6. Rule 144 Compliance . With a view to making available to the Holders of Registrable Securities the benefits of Rule 144 and any other rule or regulation of the Commission that may at any time permit a Holder to sell securities of the Company to the public without registration, the Company shall:
(a) make and keep public information available, as those terms are understood and defined in Rule 144, at all times after the Registration Date;
(b) use reasonable best efforts to file with the Commission in a timely manner all reports and other documents required of the Company under the Securities Act and the Exchange Act, at any time after the Registration Date; and
(c) furnish to any Holder so long as the Holder owns Registrable Securities, promptly upon request, a written statement by the Company as to its compliance with the reporting requirements of Rule 144 and of the Securities Act and the Exchange Act, a copy of the most recent annual or quarterly report of the Company, and such other reports and documents so filed or furnished by the Company as such Holder may reasonably request in connection with the sale of Registrable Securities without registration.

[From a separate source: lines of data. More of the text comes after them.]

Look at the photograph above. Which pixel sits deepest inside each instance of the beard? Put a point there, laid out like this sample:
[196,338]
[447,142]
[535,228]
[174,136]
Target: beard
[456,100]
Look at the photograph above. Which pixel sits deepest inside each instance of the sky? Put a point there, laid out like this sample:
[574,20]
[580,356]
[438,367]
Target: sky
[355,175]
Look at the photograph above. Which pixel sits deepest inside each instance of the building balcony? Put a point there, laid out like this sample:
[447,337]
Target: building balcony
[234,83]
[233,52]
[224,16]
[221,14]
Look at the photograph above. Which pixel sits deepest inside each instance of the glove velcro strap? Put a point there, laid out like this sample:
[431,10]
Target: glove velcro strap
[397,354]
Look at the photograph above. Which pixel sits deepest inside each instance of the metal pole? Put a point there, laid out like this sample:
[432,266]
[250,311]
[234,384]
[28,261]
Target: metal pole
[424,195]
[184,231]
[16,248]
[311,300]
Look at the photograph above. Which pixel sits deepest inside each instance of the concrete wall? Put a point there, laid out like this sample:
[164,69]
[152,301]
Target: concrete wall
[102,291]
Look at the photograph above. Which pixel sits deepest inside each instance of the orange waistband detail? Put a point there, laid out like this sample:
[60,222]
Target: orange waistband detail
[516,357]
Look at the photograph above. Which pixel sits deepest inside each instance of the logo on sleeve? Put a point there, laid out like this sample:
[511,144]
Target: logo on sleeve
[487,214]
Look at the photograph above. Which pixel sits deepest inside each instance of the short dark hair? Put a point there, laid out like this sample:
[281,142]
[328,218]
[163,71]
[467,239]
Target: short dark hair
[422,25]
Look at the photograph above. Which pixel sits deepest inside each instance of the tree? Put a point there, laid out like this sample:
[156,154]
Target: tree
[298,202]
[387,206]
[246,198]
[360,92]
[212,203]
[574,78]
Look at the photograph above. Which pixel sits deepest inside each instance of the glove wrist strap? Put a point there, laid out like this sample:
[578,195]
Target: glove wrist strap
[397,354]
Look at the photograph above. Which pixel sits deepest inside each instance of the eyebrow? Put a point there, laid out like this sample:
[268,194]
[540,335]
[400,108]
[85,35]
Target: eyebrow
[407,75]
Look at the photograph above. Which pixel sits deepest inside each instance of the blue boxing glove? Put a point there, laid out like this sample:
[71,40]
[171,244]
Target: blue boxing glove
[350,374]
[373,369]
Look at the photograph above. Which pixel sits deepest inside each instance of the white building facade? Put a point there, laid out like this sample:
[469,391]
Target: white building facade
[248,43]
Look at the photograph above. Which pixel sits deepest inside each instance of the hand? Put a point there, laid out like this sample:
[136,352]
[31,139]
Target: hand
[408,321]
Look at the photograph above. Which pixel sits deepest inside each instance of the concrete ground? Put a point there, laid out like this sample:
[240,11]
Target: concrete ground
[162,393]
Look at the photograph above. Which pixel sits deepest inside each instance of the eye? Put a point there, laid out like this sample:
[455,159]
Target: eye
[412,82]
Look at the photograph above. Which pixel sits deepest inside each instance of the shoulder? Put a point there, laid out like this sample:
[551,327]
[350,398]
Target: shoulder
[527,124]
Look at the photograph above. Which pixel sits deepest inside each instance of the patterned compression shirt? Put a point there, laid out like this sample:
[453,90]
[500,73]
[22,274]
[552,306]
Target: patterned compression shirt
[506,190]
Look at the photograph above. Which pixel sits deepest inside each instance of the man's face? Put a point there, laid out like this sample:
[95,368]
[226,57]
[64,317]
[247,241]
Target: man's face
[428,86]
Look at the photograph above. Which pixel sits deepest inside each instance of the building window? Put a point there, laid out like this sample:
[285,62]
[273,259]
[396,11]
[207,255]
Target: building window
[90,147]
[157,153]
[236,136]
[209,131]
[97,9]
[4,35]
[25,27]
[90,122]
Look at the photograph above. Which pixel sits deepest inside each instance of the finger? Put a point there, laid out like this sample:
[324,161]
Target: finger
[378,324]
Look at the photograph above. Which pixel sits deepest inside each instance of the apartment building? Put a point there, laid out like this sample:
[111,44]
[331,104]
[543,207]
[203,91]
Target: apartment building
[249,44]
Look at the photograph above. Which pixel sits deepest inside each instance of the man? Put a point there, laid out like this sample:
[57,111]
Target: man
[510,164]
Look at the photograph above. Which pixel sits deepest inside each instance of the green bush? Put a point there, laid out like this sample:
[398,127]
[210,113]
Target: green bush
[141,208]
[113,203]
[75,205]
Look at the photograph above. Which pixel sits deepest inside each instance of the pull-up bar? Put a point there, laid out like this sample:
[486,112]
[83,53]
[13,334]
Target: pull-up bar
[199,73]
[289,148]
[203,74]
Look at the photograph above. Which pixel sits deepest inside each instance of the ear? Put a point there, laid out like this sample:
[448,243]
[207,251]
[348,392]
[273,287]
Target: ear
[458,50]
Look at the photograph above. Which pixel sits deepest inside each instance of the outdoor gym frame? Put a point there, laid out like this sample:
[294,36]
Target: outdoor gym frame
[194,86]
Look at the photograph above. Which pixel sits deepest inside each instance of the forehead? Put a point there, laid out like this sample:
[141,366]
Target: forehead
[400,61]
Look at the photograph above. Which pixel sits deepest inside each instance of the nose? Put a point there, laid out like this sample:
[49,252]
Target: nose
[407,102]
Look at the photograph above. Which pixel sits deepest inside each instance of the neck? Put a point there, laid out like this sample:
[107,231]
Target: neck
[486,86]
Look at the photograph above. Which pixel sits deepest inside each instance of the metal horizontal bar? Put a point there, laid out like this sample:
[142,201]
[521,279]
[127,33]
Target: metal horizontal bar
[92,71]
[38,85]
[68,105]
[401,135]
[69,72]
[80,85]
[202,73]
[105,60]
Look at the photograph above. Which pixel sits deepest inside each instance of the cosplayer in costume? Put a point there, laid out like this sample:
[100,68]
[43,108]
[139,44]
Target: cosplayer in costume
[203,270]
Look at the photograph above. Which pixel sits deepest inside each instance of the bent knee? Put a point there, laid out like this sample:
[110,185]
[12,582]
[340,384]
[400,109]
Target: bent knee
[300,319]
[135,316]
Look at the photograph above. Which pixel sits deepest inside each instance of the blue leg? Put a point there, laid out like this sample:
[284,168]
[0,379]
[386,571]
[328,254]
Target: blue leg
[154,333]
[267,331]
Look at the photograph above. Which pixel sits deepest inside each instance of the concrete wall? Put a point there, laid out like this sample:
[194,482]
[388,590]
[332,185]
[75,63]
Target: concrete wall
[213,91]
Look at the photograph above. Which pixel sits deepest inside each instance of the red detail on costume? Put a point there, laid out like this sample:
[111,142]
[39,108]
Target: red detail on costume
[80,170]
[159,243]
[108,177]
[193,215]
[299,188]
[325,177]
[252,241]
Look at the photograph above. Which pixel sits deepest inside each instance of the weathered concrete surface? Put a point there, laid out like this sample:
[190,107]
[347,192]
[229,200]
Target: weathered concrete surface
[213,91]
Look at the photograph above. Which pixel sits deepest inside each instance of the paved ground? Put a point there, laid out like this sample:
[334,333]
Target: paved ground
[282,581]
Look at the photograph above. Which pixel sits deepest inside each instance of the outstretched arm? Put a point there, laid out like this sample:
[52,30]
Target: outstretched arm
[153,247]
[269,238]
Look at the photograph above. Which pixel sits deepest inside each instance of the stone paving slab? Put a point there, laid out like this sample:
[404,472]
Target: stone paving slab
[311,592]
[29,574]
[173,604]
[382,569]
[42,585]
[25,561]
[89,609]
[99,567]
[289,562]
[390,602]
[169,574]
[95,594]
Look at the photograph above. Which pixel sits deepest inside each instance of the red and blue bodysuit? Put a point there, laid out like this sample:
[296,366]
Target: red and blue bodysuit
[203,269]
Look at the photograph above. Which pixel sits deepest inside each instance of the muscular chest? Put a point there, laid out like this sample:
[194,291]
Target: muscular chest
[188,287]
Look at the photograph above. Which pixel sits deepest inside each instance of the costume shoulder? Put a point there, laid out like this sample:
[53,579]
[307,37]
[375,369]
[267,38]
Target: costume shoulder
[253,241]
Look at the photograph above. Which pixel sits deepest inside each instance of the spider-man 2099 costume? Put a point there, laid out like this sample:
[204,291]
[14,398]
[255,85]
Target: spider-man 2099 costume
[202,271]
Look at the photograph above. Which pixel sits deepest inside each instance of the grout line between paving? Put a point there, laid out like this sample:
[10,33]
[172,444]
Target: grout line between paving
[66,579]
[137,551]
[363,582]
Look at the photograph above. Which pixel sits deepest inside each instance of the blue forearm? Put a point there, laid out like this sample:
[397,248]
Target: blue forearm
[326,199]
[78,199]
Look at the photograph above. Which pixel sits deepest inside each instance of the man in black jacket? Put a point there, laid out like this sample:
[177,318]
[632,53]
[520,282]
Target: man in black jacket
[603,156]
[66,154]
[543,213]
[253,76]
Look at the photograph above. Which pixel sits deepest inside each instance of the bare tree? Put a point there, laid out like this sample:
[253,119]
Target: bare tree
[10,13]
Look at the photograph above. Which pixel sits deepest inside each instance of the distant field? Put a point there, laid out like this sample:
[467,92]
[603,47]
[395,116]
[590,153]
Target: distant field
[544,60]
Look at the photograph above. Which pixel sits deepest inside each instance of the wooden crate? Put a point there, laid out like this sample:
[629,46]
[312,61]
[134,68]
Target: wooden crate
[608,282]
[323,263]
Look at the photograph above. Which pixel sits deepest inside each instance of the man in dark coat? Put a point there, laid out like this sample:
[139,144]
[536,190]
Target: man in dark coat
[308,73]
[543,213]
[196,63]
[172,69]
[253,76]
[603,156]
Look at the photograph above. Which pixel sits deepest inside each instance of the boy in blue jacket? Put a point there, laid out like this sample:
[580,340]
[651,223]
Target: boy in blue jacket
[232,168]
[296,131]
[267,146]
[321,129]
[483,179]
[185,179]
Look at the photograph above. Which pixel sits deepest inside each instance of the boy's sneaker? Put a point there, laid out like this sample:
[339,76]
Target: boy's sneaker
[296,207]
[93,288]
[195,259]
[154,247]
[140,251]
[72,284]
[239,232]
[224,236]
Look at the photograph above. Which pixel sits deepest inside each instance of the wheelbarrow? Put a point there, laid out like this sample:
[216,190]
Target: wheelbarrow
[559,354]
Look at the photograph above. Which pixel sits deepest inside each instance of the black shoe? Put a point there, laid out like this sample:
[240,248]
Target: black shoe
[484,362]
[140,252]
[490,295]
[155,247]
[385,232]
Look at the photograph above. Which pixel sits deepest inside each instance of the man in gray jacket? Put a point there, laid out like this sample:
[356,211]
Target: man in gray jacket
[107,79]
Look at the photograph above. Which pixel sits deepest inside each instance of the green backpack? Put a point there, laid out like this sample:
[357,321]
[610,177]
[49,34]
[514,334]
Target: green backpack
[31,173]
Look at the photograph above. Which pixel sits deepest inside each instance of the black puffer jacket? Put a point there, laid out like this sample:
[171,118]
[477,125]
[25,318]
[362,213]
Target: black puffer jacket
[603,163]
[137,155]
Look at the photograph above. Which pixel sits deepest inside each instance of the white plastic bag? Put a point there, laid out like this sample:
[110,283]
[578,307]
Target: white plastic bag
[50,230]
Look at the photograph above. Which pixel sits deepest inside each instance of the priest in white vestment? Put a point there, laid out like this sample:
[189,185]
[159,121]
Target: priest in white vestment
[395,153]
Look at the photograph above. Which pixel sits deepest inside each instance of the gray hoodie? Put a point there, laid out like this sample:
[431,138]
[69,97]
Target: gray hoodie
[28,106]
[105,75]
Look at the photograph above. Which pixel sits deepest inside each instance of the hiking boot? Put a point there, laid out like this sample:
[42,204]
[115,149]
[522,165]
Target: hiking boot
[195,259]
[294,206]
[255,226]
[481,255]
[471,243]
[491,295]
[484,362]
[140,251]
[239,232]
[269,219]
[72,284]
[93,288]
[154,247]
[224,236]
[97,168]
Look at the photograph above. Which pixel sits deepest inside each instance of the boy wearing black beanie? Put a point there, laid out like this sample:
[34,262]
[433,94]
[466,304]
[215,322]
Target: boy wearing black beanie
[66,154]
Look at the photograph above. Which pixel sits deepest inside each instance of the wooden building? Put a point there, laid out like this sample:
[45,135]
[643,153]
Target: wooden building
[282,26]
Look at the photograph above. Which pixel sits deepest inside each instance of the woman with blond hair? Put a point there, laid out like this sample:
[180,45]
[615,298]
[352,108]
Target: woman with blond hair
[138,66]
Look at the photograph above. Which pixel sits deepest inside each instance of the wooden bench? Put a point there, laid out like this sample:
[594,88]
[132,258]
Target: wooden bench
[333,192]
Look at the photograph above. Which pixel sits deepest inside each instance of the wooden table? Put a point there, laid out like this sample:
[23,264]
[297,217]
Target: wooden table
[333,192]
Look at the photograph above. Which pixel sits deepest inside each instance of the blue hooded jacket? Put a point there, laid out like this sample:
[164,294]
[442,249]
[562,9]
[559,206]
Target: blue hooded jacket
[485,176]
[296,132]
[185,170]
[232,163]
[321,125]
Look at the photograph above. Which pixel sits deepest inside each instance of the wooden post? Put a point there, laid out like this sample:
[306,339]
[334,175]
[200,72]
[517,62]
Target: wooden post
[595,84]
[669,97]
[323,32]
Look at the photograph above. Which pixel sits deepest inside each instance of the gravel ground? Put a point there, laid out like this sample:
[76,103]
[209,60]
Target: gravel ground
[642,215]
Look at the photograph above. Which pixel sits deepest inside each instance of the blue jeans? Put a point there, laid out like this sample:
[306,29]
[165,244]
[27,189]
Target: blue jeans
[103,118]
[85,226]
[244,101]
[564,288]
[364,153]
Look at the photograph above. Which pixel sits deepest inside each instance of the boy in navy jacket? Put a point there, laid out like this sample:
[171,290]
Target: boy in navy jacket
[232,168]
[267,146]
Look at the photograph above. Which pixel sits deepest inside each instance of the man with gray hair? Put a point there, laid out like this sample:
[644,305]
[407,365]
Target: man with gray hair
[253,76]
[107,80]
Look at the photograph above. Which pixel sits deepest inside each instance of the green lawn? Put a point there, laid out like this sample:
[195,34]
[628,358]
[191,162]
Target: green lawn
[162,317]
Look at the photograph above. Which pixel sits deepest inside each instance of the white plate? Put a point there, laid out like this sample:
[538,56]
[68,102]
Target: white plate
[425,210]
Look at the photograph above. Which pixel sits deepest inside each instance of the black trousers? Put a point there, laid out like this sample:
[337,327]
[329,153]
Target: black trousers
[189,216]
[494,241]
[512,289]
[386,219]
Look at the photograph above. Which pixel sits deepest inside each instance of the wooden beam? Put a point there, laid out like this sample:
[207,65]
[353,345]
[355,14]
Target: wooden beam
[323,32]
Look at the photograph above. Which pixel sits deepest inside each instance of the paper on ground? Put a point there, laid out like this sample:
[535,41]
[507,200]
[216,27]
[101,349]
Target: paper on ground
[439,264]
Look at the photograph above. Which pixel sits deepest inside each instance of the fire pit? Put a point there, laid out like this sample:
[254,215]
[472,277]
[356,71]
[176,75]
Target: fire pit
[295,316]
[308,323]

7. Quotation . The Company shall use its reasonable best efforts to cause OTC Markets Group to provide, and to continue to provide, quotations for the Preferred Stock on the OTCQX, OTCQB or Pink (with Current Information) markets not later than September 8, 2018.
8. Termination . This Agreement shall terminate and be of no further force or effect when there shall no longer be any Registrable Securities outstanding; provided , that the provisions of Section 4 and Section 6 shall survive any such termination.
9. Notices . All notices, requests, consents, claims, demands, waivers and other communications hereunder shall be in writing and shall be deemed to have been given (a) when delivered by hand (with written confirmation of receipt); (b) when received by the addressee if sent by a nationally recognized overnight courier (receipt requested); (c) on the date sent by facsimile or e-mail of a PDF document (with confirmation of transmission) if sent during normal business hours of the recipient, and on the next Business Day if sent after normal business hours of the recipient; or (d) on the third (3rd) day after the date mailed, by certified or registered mail, return receipt requested, postage prepaid. Such communications must be sent to the respective parties at the addresses indicated in the Subscription Agreement.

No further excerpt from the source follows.